MD5 produces a 128 bit result so you’d have to take at each possible 128 value, hash it, and compare the input to the output. Assuming a single computer doing 1000 checks/second, it would approx 10.8e28 years to find all possible collisions.

**Mangetout**: You’ve just given the naïve ‘solution’ to the Halting Problem (to wit: run it and see what happens). Turing is laughing up his sleeve at you.

**Shalmanese**: Perfect hash functions (a mathematical abstraction real hash functions attempt to emulate) are allowed to have fixed points, as I understand it, and knowing about them tells you no more about the function than knowing any other arbitrary input-output pair. The magic of a perfect hash function is that every input from the arbitrary-sized domain always has the same output within the fixed range, but given an output value it’s still impossible to calculate any input values that map to it. Caching arbitrary numbers of input-output pairs is not even helpful when the input value you desire isn’t already in your cache. Needless to say we still haven’t produced such a beast, but we can use the abstraction to prove weaknesses in other parts of the system ("Even if the hash function were perfect, it still breaks… "). Finding an easy way to answer this for real hash functions would involve breaking those functions, because otherwise the search (as per **Mangetout**) may never end.

If you’re Googling, use the phrase “fixed point” rather than identity (as **Derleth** alluded to).

The brute-force search will halt eventually, assuming you’re methodical about it. The longest possible cycle is 2[sup]128[/sup]. If there are any MD5 cycles, they’re all limited to that — and, there can only be a finite number of them in total.

Still, I don’t think I’ll wait around for the brute-force search to finish. Or even make much of a start.

Likewise, you can brute-force the halting problem, for a computer only slightly smaller than the one you’re using.
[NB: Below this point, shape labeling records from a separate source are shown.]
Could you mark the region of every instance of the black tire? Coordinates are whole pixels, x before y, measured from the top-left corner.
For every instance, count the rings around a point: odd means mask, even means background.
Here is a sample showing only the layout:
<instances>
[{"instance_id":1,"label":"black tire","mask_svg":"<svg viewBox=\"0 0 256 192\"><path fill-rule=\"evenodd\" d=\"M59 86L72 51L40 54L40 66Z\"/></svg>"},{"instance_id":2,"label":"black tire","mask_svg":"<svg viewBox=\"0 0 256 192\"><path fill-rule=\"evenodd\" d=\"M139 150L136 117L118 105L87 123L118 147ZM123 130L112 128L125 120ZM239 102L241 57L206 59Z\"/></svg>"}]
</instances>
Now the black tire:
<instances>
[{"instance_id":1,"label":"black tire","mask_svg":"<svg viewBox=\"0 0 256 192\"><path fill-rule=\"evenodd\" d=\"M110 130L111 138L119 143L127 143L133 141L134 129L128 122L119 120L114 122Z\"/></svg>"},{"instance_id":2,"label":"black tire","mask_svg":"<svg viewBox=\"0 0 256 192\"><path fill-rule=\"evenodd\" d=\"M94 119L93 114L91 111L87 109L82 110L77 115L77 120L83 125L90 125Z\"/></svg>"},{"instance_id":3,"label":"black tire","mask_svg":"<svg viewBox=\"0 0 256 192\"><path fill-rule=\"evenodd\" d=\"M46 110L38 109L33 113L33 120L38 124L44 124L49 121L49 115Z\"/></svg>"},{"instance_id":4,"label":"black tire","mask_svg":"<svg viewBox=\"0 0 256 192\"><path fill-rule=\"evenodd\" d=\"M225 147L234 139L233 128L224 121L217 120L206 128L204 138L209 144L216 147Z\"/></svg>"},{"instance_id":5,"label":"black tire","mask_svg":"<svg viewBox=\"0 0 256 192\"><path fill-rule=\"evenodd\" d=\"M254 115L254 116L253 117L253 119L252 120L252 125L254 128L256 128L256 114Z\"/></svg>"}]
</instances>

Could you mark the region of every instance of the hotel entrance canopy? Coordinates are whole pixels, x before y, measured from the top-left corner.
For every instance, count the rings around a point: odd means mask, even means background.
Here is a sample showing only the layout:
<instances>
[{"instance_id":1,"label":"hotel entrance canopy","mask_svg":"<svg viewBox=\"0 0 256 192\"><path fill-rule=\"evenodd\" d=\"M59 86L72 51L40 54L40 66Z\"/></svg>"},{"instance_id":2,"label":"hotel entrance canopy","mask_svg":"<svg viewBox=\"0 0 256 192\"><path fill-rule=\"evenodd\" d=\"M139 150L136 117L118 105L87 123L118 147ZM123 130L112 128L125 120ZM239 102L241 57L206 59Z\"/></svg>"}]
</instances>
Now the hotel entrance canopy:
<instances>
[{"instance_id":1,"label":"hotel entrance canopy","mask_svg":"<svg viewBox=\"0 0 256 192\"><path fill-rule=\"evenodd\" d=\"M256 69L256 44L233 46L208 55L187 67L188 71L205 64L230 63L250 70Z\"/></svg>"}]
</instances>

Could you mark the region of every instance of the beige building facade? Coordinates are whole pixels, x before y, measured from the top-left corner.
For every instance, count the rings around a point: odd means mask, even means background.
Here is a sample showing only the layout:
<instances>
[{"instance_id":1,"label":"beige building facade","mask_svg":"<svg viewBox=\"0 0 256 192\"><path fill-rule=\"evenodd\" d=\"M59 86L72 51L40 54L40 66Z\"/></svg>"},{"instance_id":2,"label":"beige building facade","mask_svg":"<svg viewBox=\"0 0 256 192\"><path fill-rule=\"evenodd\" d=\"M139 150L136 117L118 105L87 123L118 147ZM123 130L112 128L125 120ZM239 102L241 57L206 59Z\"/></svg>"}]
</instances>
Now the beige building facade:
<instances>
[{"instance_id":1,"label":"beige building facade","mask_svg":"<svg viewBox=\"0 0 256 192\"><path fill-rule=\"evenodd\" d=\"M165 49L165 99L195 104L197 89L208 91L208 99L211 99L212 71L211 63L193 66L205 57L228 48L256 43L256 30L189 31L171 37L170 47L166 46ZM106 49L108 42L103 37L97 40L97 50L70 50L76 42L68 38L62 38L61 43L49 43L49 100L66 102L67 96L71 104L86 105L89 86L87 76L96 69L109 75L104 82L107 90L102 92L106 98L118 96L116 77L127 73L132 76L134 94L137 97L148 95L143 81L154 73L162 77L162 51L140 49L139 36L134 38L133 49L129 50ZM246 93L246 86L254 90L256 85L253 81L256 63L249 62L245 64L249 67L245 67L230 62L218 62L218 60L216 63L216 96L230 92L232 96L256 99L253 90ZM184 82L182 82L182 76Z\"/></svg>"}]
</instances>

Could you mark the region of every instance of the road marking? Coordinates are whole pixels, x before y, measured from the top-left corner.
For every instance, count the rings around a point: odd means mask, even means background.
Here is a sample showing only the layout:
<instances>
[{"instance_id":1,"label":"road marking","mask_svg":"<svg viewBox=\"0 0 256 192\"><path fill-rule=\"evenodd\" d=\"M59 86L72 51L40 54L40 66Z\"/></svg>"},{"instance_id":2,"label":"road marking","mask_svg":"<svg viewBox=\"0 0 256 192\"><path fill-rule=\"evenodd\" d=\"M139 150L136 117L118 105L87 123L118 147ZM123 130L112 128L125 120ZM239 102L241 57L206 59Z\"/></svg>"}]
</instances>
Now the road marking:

You just can’t use a computer to solve its *own* halting problem.

In case it wasn’t apparent, I wasn’t proposing a brute force search as any kind of efficient answer to the OP’s question - merely a thought experiment.

I think I’m right in saying that all possible cycles cannot add to more than 2[sup]128[/sup] steps either - or some of them would intersect (and would therefore be part of the same cycle)

Note that there is also a ‘fixed point attack’ on hash functions, which doesn’t apply here:

It’s a break in the function, but it isn’t what you’re looking for here.

**Mangetout**: OK, you’re right. In my defense, though, you did say ‘practical’. I don’t think waiting around for the generation of all possible 128-bit numbers is practical given the current methods of designing computer hardware.

Sure - no problem - I was thinking about how to do it. I wasn’t thinking of doing it though.

Since the range is finite, everything must eventually get stuck in a loop.

That loop might be kind of large.

Can’t help wondering if there would be any kind of pattern to the distribution and layout of the loops…

I’ve been thinking about this. Picture a bunch of rooted trees in the graph theoretical sense where all the edge are directed toward the root. The trees can come in all shapes and sizes. Now attach each root node to a directed cycle. There are a bunch of these cycles in many lengths to choose from.

Your hash is one such picture like this, but I’m not sure which one, and I don’t expect any additional structure than what I’ve given to be apparent, but I’m willing to be wrong about that.